Isso não é novidade para quem fez uma pesquisa no Google ou tentou escrever um artigo no Google Docs recentemente. A empresa está em uma jornada de IA há algum tempo, aumentando significativamente no ano passado. Mas até eu fiquei surpreso com a profundidade com que o Google estava apostando seu futuro no Gemini.

O Android 17 é o sistema operacional móvel mais recente que provavelmente será lançado neste verão, com os novos dobráveis ​​​​Samsung Galaxy e os smartphones Pixel do Google. Mas você pode conhecê-lo melhor como o shell do Gemini Intelligence, um assistente de IA renovado que pode conhecê-lo e executar tarefas sem supervisão. É uma mudança que faz parte de seu plano para construir um smartphone verdadeiramente baseado em IA – um sonho que não é apenas o Google que está perseguindo. A OpenAI está supostamente trabalhando em um telefone cheio de agentes de IA, e a Perplexity e a Deutsche Telekom também têm um.
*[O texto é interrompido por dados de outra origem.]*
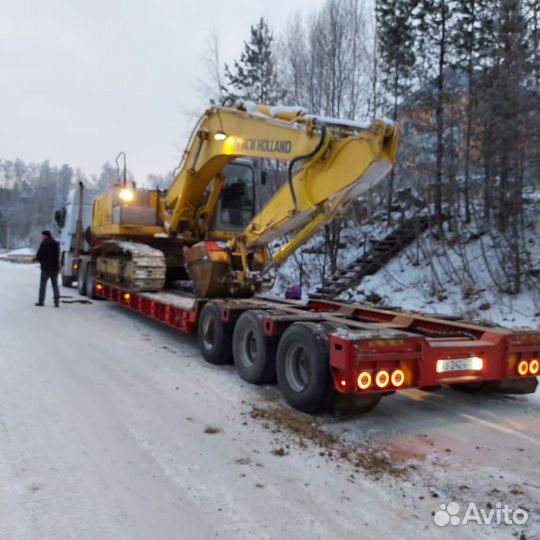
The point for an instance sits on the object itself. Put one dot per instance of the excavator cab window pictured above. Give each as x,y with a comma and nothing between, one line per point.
236,206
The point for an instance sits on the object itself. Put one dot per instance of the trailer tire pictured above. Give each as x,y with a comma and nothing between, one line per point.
213,335
81,280
254,354
90,284
302,368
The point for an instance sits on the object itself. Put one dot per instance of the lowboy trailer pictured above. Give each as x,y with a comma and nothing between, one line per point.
321,351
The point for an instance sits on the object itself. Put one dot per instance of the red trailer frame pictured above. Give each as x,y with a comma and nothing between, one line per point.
371,350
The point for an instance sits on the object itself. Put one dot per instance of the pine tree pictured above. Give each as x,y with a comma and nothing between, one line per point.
395,36
436,19
254,76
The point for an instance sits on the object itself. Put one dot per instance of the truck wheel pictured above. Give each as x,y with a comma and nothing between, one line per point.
90,286
254,354
81,281
302,367
213,335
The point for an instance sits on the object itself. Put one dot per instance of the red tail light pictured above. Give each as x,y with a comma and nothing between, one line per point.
523,368
364,380
382,379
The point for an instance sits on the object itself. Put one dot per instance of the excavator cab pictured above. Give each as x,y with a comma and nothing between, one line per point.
236,206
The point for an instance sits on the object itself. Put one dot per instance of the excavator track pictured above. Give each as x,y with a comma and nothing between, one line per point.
133,266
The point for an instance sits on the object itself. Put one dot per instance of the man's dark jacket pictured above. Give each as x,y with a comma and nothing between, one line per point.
48,255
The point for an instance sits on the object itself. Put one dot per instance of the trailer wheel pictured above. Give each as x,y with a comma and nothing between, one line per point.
213,336
81,280
302,367
254,354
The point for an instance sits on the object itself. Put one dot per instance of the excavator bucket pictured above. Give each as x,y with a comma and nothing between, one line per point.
209,266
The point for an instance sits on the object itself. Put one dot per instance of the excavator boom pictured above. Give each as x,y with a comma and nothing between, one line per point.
330,163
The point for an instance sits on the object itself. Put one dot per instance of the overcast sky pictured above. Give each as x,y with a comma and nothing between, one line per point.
82,80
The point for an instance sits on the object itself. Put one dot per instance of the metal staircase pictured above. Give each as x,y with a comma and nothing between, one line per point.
374,258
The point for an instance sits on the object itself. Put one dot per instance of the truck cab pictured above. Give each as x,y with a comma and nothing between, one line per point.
72,220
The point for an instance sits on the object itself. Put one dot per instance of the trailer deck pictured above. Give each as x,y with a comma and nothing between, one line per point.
369,351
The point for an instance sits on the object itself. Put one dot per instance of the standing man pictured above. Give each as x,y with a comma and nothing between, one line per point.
48,256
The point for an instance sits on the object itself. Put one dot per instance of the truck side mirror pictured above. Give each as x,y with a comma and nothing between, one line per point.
60,217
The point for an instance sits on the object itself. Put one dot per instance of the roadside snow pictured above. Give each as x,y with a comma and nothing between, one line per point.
112,426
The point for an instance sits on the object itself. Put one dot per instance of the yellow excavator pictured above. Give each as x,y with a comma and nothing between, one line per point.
208,229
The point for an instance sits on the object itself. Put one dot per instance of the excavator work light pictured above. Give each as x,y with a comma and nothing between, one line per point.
126,195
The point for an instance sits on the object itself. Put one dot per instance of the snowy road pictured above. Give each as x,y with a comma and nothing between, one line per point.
111,426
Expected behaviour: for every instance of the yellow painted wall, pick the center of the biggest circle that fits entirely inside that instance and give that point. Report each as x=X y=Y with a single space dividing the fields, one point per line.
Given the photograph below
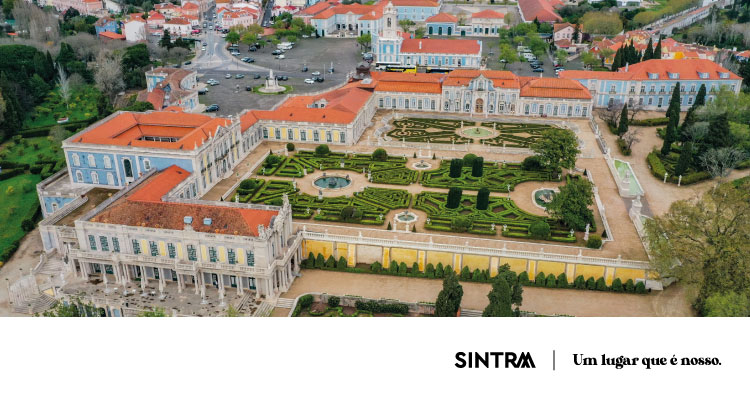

O Google também anunciou uma nova linha de computadores chamada Googlebooks. Os novos dispositivos são construídos com o Gemini em sua essência. Gêmeos está sempre à espreita, com um novo recurso chamado ponteiro mágico. Um movimento rápido do cursor e o Gemini aparecerá com sugestões contextuais de IA. Se você estiver passando o mouse sobre um e-mail com informações do evento, o Gemini perguntará se você deseja adicionar as informações ao seu calendário. Um impacto acidental do mouse fará com que o Gemini pergunte se você deseja criar uma imagem composta de IA das fotos na tela. (Quanto tempo até que isso se torne insuportavelmente irritante?)

O investimento contínuo em IA não é surpreendente. O Google nunca foi hesitante quando se trata de IA, por um bom motivo. Seu laboratório de pesquisa DeepMind teve anos de aprendizado de máquina e pesquisa de IA, dando-lhe um impulso sobre outros líderes tecnológicos como Microsoft e Meta. Embora eu tenha certeza de que o Google gostaria de ter sido responsável pelo “momento ChatGPT”, ele estava preparado para enfrentar esse momento.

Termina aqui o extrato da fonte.